In the transcript­s of her taped sessions with Dr Ralph Greenson, Marilyn also admits to a full-blown lesbian encounter with the rampantly bisexual Joan Crawford.

‘Oh yes, Crawford,’ she says. ‘ We went to Joan’s bedroom. Crawford had a gigantic orgasm and shrieked like a maniac. Credit Natasha with that. She could teach more than acting. Next time I saw Crawford, she wanted another round … after I turned her down, she became spiteful.’

Crawford was succeeded in Marilyn’s lesbian adventures by two other veteran Hollywood stars, Barbara Stanwyck and Marlene Dietrich.
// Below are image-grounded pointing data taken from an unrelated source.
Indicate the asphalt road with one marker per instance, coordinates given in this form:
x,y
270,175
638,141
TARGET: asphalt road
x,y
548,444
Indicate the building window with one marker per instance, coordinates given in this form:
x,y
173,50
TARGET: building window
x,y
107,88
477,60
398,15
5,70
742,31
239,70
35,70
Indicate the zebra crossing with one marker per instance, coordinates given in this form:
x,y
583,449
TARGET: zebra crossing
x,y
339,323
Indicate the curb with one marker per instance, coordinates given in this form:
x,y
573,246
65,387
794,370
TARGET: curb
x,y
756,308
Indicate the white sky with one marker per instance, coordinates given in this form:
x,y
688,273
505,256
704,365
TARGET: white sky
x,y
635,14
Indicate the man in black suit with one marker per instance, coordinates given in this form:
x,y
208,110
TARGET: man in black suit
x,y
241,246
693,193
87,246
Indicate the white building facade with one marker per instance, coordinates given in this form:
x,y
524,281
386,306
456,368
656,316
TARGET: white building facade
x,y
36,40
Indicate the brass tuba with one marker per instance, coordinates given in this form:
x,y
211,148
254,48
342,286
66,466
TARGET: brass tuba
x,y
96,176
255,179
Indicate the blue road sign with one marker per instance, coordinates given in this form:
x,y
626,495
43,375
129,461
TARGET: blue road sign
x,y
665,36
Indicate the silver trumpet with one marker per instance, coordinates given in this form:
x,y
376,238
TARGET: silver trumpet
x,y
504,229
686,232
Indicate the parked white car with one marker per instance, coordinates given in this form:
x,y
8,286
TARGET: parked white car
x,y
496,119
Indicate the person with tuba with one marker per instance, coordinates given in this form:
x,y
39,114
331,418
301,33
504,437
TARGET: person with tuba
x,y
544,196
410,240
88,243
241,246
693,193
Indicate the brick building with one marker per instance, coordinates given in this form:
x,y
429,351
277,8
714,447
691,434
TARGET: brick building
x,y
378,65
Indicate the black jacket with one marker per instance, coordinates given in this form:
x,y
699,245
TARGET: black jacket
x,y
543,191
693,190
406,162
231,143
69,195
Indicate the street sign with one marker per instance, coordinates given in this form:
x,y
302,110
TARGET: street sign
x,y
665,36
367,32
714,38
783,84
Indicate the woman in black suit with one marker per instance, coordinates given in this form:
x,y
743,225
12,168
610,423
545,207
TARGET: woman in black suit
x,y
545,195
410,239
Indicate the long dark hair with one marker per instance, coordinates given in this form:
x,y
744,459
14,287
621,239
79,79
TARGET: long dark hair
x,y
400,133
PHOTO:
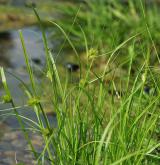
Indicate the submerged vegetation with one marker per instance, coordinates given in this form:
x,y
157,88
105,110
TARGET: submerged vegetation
x,y
111,113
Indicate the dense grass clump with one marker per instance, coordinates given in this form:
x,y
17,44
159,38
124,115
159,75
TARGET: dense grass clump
x,y
111,114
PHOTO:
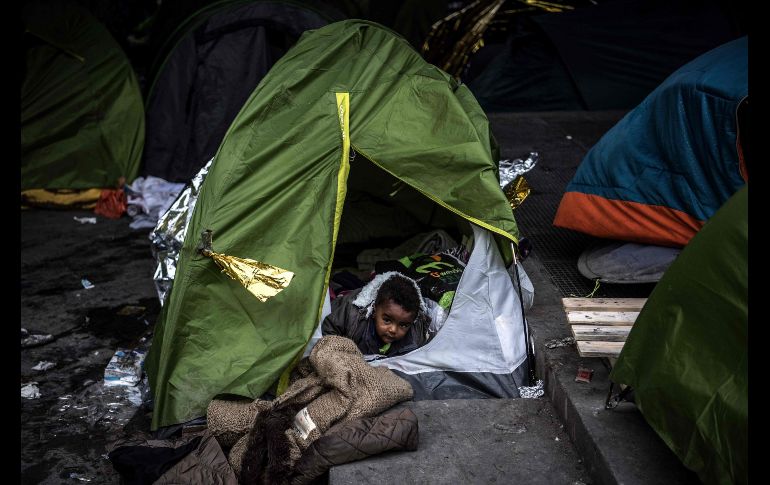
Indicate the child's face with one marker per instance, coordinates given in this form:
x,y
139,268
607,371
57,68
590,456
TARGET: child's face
x,y
392,322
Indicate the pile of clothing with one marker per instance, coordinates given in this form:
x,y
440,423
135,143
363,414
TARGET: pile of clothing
x,y
336,409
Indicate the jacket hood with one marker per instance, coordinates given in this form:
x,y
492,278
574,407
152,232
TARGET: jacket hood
x,y
368,294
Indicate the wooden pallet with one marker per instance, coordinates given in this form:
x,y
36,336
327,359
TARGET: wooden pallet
x,y
600,325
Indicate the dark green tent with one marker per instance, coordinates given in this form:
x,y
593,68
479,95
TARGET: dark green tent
x,y
82,118
275,194
686,357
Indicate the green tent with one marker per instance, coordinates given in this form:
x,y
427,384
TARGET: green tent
x,y
686,356
82,117
276,191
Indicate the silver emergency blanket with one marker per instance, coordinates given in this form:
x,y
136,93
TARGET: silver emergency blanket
x,y
510,169
167,237
480,350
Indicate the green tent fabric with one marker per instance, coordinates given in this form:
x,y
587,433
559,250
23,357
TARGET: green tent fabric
x,y
82,115
275,193
686,357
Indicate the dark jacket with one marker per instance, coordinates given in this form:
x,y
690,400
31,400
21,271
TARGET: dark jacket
x,y
348,320
395,429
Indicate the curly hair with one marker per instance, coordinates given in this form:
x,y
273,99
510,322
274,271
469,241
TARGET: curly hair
x,y
402,291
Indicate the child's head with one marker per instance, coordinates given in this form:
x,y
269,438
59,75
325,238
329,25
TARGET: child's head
x,y
395,308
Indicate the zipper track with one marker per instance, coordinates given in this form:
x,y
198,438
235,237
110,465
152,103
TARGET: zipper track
x,y
465,216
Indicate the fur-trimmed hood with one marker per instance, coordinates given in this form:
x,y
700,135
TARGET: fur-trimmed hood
x,y
368,294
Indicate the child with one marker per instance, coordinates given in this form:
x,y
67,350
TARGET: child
x,y
388,316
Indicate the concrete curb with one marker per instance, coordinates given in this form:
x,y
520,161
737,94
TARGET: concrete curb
x,y
617,446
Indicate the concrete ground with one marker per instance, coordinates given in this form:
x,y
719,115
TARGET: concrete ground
x,y
565,437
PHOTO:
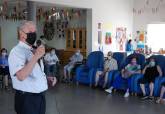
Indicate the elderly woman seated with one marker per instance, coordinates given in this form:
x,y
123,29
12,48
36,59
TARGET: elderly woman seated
x,y
109,65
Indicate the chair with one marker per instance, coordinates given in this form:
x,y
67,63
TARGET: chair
x,y
1,81
121,83
161,62
119,57
85,73
159,80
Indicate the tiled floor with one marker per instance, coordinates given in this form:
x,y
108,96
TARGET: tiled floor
x,y
72,99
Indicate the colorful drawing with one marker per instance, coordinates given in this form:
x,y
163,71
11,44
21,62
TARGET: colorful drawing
x,y
121,37
108,38
99,25
99,37
141,39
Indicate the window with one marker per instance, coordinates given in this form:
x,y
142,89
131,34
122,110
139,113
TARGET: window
x,y
156,36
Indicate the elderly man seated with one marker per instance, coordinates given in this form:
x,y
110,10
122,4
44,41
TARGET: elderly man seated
x,y
77,57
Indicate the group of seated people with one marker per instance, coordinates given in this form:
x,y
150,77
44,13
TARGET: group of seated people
x,y
150,72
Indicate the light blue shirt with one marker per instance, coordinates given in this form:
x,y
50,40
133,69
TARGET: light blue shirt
x,y
4,60
36,82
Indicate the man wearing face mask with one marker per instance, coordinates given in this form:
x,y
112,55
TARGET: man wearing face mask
x,y
150,72
109,65
4,67
27,72
77,57
51,60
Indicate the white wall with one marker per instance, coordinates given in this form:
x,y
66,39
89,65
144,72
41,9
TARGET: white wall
x,y
9,33
117,12
147,16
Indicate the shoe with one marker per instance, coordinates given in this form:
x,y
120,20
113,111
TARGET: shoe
x,y
126,94
109,90
151,98
144,97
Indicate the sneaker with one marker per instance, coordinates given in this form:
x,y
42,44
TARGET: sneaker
x,y
126,94
151,98
109,90
144,97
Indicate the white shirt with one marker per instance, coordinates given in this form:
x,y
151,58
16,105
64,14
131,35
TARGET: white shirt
x,y
36,82
111,64
76,58
51,59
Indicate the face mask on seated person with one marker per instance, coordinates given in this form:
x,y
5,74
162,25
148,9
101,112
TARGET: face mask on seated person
x,y
77,53
31,38
152,64
109,57
4,54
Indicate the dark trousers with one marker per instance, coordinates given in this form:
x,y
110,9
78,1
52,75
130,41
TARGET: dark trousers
x,y
29,103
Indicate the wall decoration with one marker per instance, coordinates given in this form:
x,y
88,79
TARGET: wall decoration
x,y
121,37
16,12
48,30
141,39
148,7
107,26
99,37
99,25
108,38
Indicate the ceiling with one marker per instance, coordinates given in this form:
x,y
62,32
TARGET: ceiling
x,y
12,3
After Marilyn’s divorce from Joe DiMaggio in 1954, DiMaggio confided to the New York newspaper columnist Walter Winchell that the real cause of the breakdown of the marriage was Marilyn’s preference for her own sex.

Her final break with Natasha Lytess was brutal. Marilyn moved to New York and began studying at the Actors Studio with Lee Strasberg and his wife, Paula, with whom Monroe establishe­d yet another strongly homoerotic relationsh­ip. Natasha was simply dumped. Dropped from the payroll at 20th Century Fox, she tried to contact Marilyn, who refused to take her calls.

She once arrived unannounce­d where Marilyn was staying, only to find the agent, Lew Wasserman, barring the door and telling her: ‘Your engagement with the studio is none of Miss Monroe’s concern.’ As Natasha left, she saw Marilyn staring down at her from a window with a blank expression. They never saw each other again.

Before her death from cancer in 1964, Natasha said of Marilyn: ‘The truth is, my life and feelings were very much in her hands. I was the older one, the teacher, but she knew the depth of my attachment to her, and she exploited those feelings as only a beautiful younger person can. She said she was the needy one. Alas, it was the reverse.’

Following Marilyn’s marriage to playwright Arthur Miller in 1956, Paula Strasberg accompanie­d them to London as Marilyn’s acting coach, and assumed an even more dominant role in her life than Natasha had done.

This relationsh­ip also had strong lesbian undertones. The British movie star Jean Kent, who appeared with Marilyn in The Prince And The Showgirl, says: ‘Marilyn would not make a single move or take a single step without Paula’s approval. Someone heard Paula telling her that she was the most popular person on earth, more popular even than Jesus!’

Five years later, having returned to the U.S., Marilyn was to have another liaison with a woman — this time one of the biggest stars in the world.

On June 7, 1961, at Frank Sinatra’s cabaret opening at the Sands, Las Vegas, she had a one- off sexual encounter with her rival as the Queen of Hollywood, Elizabeth Taylor, who was six years her junior.

‘Her touch was electric,’ wrote Taylor of Marilyn in her diary. ‘I wanted to see how far the bitch would go. But she had to do all the work.’

Marilyn’s marriage to Arthur Miller had proved as unsatisfyi­ng sexually as those to Dougherty and DiMaggio, and they divorced in January 1961. After that, she became something of a loner.

Though much has been written about Marilyn’s relations with the Kennedys, and she remained both before and after her death perhaps the ultimate sex symbol for men, Dr Ralph Greenson affirmed that Monroe ‘was not sexually involved with either Kennedy brother or with any other man at the end of her life.’

Was it because, amid the emotional wreckage of so much of her life, she had found her greatest happiness with women?